本日発表された追加レポートで、Check Pointの研究者らは、このマルウェアが「主にAI主導の開発によって生成され、わずか1週間で機能的な反復に到達したという明確な証拠がある」と述べています。この結論は、VoidLinkの開発者による複数のオペレーションセキュリティ(OPSEC)の失敗に基づいています。これにより、ソースコード、ドキュメント、スプリント計画、および内部プロジェクト構造が露呈しました。脅威アクターの失敗の一つは、開発プロセスからの様々なファイルが保存されていたサーバー上の公開ディレクトリでした。

TRAE SOLOとSpec-Driven Development

Check PointがBleepingComputerに語ったところによると、「VoidLinkの開発は、開発者がAI中心のIDE [統合開発環境] に組み込まれたAIアシスタントであるTRAE SOLOを利用し始めた2025年11月下旬に始まった可能性が高い」とのことです。

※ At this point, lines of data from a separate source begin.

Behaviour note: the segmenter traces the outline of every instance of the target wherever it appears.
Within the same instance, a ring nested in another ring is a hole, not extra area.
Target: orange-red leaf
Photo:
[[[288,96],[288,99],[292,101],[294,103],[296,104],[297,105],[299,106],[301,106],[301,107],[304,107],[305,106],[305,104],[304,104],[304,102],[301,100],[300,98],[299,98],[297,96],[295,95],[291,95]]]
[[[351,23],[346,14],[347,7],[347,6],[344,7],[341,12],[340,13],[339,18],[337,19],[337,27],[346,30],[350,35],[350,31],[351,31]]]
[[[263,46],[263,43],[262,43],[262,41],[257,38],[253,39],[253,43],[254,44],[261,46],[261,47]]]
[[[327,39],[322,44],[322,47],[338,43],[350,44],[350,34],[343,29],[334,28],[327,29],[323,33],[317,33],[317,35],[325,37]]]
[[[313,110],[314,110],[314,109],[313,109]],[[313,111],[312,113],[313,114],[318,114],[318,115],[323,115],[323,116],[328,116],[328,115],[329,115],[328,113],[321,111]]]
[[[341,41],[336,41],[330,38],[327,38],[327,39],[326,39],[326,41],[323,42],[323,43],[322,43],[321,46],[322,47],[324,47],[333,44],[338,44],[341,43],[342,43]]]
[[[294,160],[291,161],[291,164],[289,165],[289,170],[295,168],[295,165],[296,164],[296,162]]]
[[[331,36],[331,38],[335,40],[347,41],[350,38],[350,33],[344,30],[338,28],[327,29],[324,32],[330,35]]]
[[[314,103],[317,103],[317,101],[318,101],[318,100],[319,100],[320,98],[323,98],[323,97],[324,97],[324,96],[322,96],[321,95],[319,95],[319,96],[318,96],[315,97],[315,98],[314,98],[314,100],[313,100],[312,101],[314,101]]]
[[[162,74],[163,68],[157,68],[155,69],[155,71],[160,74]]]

研究者たちはIDEでの完全な会話履歴にはアクセスできなかったものの、脅威アクターのサーバー上で「モデルに提供された元のガイダンスの主要部分」を含むTRAEからのヘルパーファイルを発見しました。Check Point Research Group ManagerのEli Smadja氏は、「これらのTRAE生成ファイルは、ソースコードとともに脅威アクターのサーバーにコピーされ、その後、公開されたディレクトリが原因で明るみに出たようです。この漏洩により、プロジェクトの初期の指示を異例なほど直接的に把握することができました」と述べています。

分析によると、脅威アクターはSpec-Driven Development(SDD)を使用してプロジェクトの目標と制約を定義し、AIにアーキテクチャ、スプリント、標準をカバーするマルチチーム開発計画を生成させました。生成されたドキュメントは16〜30週間かかる3チームでの作業を記述していましたが、Check Pointが発見したタイムスタンプとテストアーティファクトのタイムスタンプに基づくと、VoidLinkはわずか1週間で機能するようになり、2025年12月初旬までに88,000行のコードに達していました。

AI生成マルウェアの新時代

この発見を受けて、Check Pointはスプリント仕様と回収されたソースコードがほぼ完全に一致していることを確認し、研究者たちはワークフローを再現することに成功しました。これにより、AIエージェントがVoidLinkのコードと構造的に非常によく似たコードを生成できることが裏付けられました。Check Pointは、コードベースの起源について「疑いの余地はほとんどない」と述べ、VoidLinkをAIによって生成された高度なマルウェアの最初の文書化された事例としています。研究者たちは、VoidLinkが単独のマルウェア開発者が、以前は十分なリソースを持つチームでしか達成できなかった結果を、高い技術的知識をもって達成できる新時代の始まりを示していると考えています。